[16/08] Tempelhof-Volksentscheid löst Debatte um Verfahrensänderungen aus
Nachdem Berlins erster Volksentscheid über die Offenhaltung des Flughafens Tempelhof am Zustimmungsquorum gescheitert ist, werden von verschiedenen Seiten Verfahrensänderungen erwogen. Der SPD-Fraktionsgeschäftsführer Christian Gaebler forderte gestern, darüber nachzudenken, ob Volksabstimmungen zu Gegenständen der politischen Willensbildung, deren Ergebnis für den Senat nicht verbindlich ist, künftig überhaupt stattfinden sollen. Martin Lindner, der FDP-Fraktionsvorsitzende im Berliner Abgeordnetenhaus, sprach sich dafür aus, Volksentscheide durch eine Senkung der Quoren zu erleichtern. Forsa-Chef Manfred Güllner kritisierte, dass die Parteien mit einem 25 Prozent-Quorum für den Erfolg eines Volksentscheids strengere Spielregeln festgelegt hätten als für ihre eigenen Ergebnisse bei den Wahlen.
Mehr Demokratie begrüßt es, dass nach dem Scheitern des ersten Berliner Volksentscheids die Spielregeln für die direkte Demokratie in der Hauptstadt kritisch geprüft werden. "Kritikpunkte und Vorschläge sollten sorgfältig diskutiert werden", meint Michael Efler von Mehr Demokratie Berlin/Brandenburg. "Wir fordern schon lange, Beteiligungs- und Zustimmungsquoren abzuschaffen und Volksentscheide mit einfacher Mehrheit als gültig anzuerkennen. Wie bei Wahlen sollten die Stimmen derjenigen zählen, die ihr Recht abzustimmen auch tatsächlich nutzen."
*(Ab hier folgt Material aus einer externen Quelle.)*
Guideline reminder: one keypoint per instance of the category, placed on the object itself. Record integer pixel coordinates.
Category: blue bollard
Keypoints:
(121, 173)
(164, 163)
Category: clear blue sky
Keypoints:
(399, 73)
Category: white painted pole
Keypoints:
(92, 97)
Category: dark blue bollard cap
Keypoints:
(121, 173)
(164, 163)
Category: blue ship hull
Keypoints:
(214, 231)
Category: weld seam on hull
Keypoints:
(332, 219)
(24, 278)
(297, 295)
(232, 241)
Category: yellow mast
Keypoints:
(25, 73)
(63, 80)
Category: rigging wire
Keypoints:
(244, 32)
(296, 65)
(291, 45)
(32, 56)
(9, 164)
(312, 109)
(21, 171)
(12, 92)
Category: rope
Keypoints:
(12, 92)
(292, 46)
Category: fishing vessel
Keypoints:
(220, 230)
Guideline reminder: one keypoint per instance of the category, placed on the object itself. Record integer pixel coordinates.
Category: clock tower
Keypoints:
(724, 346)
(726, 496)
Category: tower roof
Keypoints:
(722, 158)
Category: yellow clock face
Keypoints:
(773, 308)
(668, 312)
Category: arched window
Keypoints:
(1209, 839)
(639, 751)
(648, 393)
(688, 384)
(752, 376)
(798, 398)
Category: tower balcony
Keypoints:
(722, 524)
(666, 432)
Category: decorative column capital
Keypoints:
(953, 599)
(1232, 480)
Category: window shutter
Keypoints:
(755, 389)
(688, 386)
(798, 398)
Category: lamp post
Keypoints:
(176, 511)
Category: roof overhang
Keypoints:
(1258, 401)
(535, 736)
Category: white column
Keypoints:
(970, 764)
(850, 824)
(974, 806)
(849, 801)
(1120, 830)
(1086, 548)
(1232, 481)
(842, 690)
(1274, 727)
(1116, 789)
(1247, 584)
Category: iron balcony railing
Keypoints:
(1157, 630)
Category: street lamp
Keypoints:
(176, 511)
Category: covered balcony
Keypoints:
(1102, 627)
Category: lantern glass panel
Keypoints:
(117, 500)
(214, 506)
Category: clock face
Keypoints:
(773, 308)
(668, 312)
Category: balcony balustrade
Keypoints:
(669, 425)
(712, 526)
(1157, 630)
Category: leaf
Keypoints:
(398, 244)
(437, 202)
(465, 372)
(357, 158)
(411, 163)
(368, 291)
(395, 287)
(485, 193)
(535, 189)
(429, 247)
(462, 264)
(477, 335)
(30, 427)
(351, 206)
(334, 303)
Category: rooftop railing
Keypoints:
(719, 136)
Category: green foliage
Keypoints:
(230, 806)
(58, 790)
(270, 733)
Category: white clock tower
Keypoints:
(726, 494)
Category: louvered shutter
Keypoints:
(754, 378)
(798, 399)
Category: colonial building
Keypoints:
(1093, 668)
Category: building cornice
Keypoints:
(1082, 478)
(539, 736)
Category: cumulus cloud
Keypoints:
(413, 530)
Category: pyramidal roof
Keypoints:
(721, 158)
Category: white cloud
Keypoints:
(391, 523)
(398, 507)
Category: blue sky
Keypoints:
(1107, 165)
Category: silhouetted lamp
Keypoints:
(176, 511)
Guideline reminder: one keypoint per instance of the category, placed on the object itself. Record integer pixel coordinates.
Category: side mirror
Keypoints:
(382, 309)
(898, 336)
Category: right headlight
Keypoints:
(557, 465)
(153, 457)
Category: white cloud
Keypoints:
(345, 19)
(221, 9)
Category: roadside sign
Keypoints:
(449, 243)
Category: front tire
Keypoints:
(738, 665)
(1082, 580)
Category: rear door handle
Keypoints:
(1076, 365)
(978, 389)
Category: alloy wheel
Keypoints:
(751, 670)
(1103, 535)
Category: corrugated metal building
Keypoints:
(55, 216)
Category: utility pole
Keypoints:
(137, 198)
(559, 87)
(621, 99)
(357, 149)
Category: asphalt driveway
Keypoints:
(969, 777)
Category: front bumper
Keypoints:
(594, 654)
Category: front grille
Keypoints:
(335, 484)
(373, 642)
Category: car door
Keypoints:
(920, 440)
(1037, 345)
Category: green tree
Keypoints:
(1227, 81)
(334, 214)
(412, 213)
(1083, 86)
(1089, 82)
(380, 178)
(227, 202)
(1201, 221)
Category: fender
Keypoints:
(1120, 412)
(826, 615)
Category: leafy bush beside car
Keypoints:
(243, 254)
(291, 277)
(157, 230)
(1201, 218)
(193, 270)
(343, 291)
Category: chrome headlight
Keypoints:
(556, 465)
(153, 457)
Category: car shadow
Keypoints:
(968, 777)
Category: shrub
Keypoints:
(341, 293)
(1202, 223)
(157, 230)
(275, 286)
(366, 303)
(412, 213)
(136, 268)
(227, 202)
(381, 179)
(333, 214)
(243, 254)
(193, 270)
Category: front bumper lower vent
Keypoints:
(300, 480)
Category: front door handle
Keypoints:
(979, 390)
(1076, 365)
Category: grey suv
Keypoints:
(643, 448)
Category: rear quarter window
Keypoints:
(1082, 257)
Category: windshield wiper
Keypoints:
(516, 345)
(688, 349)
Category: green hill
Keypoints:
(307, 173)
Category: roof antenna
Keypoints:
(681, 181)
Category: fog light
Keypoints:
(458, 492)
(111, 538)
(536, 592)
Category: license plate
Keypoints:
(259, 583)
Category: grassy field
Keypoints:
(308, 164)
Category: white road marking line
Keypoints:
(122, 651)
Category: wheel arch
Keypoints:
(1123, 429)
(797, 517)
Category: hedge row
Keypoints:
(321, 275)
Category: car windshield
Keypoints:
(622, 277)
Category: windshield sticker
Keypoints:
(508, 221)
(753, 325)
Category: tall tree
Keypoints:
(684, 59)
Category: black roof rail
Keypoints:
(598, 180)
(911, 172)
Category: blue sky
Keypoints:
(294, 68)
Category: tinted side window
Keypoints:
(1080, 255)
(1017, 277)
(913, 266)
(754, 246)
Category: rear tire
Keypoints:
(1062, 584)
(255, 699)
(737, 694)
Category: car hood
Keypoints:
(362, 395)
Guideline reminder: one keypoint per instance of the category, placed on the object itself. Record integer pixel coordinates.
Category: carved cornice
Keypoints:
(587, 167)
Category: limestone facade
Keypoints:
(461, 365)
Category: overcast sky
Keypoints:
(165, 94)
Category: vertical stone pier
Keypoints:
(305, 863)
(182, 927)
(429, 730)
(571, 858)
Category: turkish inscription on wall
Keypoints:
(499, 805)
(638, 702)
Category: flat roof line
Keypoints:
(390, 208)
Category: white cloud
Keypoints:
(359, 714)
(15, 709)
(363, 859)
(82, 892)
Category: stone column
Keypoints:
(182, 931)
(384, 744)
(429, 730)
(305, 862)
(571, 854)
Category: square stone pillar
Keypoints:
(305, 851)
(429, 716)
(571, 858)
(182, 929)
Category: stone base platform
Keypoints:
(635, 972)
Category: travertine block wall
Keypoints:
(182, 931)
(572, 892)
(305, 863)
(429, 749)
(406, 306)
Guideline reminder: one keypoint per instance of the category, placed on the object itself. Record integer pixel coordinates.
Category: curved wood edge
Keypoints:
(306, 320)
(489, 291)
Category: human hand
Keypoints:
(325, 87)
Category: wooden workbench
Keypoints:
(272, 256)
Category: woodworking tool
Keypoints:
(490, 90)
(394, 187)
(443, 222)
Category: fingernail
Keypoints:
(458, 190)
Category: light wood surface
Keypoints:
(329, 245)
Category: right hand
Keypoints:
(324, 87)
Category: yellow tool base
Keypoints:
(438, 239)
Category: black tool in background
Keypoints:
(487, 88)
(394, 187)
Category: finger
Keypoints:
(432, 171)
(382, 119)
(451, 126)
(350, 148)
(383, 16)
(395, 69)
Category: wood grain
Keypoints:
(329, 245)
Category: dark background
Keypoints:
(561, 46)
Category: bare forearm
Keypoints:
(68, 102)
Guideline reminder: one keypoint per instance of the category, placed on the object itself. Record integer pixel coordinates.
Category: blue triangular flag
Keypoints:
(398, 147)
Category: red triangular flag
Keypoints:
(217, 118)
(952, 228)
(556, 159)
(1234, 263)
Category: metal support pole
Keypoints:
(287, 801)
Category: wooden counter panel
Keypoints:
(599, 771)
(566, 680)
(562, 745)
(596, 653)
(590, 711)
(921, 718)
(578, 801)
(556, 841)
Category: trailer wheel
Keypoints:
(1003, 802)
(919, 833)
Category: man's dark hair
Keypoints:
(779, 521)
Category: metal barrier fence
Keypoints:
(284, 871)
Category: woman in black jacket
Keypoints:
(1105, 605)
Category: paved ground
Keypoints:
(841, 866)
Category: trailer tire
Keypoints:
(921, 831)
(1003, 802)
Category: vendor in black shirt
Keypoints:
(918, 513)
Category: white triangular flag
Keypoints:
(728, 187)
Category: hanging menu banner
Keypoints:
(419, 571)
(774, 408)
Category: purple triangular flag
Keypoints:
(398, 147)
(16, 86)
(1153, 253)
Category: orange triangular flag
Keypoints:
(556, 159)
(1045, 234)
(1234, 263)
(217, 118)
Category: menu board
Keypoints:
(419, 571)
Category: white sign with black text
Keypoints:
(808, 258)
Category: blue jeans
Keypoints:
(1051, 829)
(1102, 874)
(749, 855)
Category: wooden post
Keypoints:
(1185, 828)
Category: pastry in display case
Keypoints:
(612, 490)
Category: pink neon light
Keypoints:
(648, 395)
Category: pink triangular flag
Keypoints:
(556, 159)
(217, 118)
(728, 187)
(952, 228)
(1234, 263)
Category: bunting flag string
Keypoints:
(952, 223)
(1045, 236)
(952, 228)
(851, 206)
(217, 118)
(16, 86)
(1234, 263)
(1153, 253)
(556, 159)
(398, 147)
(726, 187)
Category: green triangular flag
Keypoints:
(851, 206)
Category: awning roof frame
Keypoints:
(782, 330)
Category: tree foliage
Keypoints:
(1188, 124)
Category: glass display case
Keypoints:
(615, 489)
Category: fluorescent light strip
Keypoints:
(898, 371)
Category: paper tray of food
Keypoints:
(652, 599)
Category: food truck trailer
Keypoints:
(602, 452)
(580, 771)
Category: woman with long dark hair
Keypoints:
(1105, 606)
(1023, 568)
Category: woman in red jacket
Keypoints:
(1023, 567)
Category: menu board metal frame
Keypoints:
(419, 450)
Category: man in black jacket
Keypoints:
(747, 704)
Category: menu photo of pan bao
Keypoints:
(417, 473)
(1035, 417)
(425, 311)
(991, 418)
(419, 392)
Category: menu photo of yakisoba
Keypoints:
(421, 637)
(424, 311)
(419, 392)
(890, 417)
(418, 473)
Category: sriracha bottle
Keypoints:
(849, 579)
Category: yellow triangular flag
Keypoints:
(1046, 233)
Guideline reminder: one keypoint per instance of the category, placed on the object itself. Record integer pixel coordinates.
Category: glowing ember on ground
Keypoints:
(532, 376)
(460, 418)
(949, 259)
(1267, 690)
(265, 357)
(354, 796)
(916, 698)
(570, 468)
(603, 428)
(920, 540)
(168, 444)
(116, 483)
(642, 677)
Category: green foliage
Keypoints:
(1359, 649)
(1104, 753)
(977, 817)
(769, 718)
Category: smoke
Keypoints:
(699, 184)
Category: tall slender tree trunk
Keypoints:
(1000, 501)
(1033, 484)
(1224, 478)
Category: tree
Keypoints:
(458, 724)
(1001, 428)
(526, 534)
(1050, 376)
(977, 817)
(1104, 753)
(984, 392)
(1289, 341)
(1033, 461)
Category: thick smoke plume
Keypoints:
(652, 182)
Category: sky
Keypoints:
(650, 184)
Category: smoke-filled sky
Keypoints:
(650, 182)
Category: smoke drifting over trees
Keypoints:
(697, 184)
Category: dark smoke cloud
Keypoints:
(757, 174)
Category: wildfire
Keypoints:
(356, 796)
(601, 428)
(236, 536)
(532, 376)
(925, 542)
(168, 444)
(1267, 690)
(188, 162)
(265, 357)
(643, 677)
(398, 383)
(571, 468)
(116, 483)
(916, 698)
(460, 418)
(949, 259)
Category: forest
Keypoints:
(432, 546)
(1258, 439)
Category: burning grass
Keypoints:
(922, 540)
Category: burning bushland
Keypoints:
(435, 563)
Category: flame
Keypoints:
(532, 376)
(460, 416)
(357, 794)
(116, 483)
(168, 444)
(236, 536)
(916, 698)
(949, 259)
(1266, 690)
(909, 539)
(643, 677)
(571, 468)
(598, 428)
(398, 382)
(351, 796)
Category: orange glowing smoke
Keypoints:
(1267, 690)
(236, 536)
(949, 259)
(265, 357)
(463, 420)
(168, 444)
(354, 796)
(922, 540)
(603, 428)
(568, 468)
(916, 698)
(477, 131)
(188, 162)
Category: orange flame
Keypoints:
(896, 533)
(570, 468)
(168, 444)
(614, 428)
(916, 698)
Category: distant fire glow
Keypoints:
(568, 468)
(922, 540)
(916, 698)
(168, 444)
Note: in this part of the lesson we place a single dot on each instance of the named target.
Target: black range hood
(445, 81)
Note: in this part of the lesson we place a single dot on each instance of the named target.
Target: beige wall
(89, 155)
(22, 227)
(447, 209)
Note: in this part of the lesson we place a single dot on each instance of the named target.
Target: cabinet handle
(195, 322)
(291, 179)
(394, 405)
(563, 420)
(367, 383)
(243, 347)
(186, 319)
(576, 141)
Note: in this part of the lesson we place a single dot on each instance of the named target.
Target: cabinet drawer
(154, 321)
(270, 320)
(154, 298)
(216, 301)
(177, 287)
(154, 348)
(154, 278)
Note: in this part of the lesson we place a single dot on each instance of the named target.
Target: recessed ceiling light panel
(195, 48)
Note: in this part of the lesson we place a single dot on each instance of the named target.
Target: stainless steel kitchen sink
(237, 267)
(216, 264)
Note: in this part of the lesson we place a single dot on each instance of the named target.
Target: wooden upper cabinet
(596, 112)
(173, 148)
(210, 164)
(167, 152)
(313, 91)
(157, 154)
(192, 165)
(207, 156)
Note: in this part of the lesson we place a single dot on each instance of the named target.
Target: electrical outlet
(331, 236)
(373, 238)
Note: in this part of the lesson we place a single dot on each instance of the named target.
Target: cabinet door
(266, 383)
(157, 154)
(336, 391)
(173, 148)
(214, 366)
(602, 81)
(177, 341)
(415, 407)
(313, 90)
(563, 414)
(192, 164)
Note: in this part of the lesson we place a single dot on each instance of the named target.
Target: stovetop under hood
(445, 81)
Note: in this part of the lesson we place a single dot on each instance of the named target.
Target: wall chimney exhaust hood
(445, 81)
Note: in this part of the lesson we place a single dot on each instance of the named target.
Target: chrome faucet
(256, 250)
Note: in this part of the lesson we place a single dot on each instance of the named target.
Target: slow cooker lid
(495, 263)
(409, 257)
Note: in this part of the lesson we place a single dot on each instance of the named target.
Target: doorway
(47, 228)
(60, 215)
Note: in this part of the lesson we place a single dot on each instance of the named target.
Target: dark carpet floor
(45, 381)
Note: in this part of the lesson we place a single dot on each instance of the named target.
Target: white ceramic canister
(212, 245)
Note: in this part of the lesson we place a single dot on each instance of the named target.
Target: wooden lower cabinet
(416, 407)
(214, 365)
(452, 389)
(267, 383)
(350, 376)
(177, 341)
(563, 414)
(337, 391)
Mehr Demokratie plädiert weiterhin für verschärfte Offenlegungsbestimmungen, was die Finanzierung von Volksbegehren angeht. "Momentan besteht die Regelung, dass Spender, die mehr als 50.000 Euro geben, vor einem Volksentscheid genannt werden müssen. Im Fall Tempelhof, wo man Großspenden durchaus vermuten darf, wurde viel spekuliert, aber kein einziger Name genannt", so Efler. Von finanzieller Transparenz könne deshalb keine Rede sein.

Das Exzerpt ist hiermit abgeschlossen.